Além disso, em setembro de 2022, um processo batizado de “The Merge”, na rede Ethereum, migrou o algoritmo de consenso na mineração dos tokens de prova de trabalho (Proof-of-Work, ou PoW), o mesmo do bitcoin, para prova de participação (Proof-of-stake, ou PoS).
Desde então, para receberem sua remuneração, os mineradores precisam deixar uma quantidade de ethereum “travada” na rede, em "staking". Ou seja, rendimento com valor mobiliário, semelhante à renda fixa, no entendimento da SEC, até agora.
Independentemente dessa discussão, utility ou security, fato é que o ethereum já alcançou o valor de US$ 4.900, em novembro de 2021, e deve ultrapassar esse patamar com o início das negociações dos ETFs, como aconteceu com o bitcoin.
A principal criptomoeda em valor de mercado, renovou sua máxima histórica dois meses após o lançamento dos ETFs no mercado americano, impulsionada pela demanda destravada dos investidores institucionais. O bitcoin chegou aos US$ 73.700, em meados de março.
Levando em conta esse salto no preço do bitcoin, após a chegada dos ETFs no mercado americano, a gestora Bernstein estima que o ethereum deve avançar ao patamar de US$ 6.600, com seus próprios ETFs nos EUA, com uma valorização em torno dos 75%.
Para André Franco, analista-chefe do MB, assim como no caso do bitcoin, os ETFs de ethereum também devem receber “alguns bilhões de dólares”, vindos principalmente dos investidores institucionais, mesmo que ainda em menor volume. “Os ETFs de ETH devem receber algo entre 10% a 30% desse fluxo financeiro logo no início das negociações”, afirma.
“Este é um marco significativo para todo o ecossistema cripto, que vai desbloquear novas reservas de capital e impulsionar uma participação mais ampla no mercado”, comenta Fábio Plein, diretor regional para as Américas da Coinbase. Embora não possamos prever com certeza, a nossa expectativa é ver um maior envolvimento institucional e volumes de negociação, e esperamos aproveitar esse impulso para refletir o crescimento que experimentamos após a aprovação do ETF de bitcoin à vista.”

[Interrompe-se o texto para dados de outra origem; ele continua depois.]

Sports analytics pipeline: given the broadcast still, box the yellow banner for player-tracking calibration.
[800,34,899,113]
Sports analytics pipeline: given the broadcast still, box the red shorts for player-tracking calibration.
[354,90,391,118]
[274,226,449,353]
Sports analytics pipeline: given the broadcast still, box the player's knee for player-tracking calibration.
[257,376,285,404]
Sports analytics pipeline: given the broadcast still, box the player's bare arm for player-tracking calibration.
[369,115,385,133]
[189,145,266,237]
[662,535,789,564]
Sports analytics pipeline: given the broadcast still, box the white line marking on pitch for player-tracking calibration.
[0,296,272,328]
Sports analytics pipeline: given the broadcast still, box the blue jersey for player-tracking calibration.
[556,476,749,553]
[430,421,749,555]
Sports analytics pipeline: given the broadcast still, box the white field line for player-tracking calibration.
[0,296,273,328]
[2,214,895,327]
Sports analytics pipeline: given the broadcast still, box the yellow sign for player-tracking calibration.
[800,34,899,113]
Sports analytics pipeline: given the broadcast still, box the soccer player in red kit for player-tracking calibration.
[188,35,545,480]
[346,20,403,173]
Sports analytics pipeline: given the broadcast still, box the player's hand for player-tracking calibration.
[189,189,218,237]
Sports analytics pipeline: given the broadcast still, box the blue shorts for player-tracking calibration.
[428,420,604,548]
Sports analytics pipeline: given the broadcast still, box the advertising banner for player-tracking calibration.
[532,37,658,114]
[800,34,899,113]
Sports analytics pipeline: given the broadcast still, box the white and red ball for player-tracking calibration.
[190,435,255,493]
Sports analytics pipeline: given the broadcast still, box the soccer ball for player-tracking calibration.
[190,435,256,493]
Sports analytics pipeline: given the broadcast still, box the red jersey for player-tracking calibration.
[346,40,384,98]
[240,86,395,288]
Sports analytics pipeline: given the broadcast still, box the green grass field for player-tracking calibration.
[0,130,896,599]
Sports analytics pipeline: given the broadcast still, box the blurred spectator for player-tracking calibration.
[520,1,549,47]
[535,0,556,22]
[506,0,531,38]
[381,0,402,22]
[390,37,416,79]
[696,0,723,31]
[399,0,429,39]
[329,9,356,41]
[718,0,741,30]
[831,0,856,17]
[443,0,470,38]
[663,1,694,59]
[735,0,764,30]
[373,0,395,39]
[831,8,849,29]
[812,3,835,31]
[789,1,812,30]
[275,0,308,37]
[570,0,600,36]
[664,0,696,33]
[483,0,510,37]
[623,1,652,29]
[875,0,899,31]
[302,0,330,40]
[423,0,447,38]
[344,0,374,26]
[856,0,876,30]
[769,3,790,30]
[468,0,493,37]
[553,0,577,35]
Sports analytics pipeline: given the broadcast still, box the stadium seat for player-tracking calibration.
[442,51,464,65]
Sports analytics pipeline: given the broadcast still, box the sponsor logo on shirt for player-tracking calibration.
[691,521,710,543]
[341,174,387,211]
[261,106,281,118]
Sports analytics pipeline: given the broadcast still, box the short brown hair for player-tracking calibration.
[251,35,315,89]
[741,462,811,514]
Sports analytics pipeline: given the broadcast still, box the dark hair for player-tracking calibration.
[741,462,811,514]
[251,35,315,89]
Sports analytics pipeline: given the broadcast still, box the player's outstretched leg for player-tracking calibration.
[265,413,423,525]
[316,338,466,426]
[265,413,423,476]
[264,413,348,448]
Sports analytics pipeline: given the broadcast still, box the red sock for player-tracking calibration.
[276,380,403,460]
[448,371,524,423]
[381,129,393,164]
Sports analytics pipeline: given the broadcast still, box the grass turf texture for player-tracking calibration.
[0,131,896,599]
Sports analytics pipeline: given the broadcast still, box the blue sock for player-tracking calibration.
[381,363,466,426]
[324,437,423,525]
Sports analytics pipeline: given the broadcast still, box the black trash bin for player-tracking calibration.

Tão ou mais impactante que a valorização do token, o sinal verde da SEC aos ETFs de ethereum pode abrir o caminho para que outros tokens nativos de projetos, inclusive concorrentes, como Solana, saiam no "cercadinho" e adentrem o mercado de capitais tradicional (que já nem é mais tão tradicional assim desde janeiro).
Sob outro aspecto, Theodoro Fleury, gestor e diretor de investimentos da QR Asset Management, pontua que "a proximidade das eleições presidenciais nos EUA pode ter sido determinante na decisão da SEC".
Segundo Fleury, "com a forte perseguição instituída contra o mercado cripto em geral por Gary Gensler, atual presidente da SEC, criou-se a narrativa de que republicanos são mais favoráveis ao setor do que democratas".
Entretanto, observa, os apoiadores do ecossistema de ativos digitais são cada vez mais numerosos, e tanto democratas quanto republicanos precisam de seus votos nas próximas eleições. "A aprovação mostra uma clara flexibilização da postura de Gensler, em um sinal de que os democratas andam preocupados com os votos vindos de representantes do setor."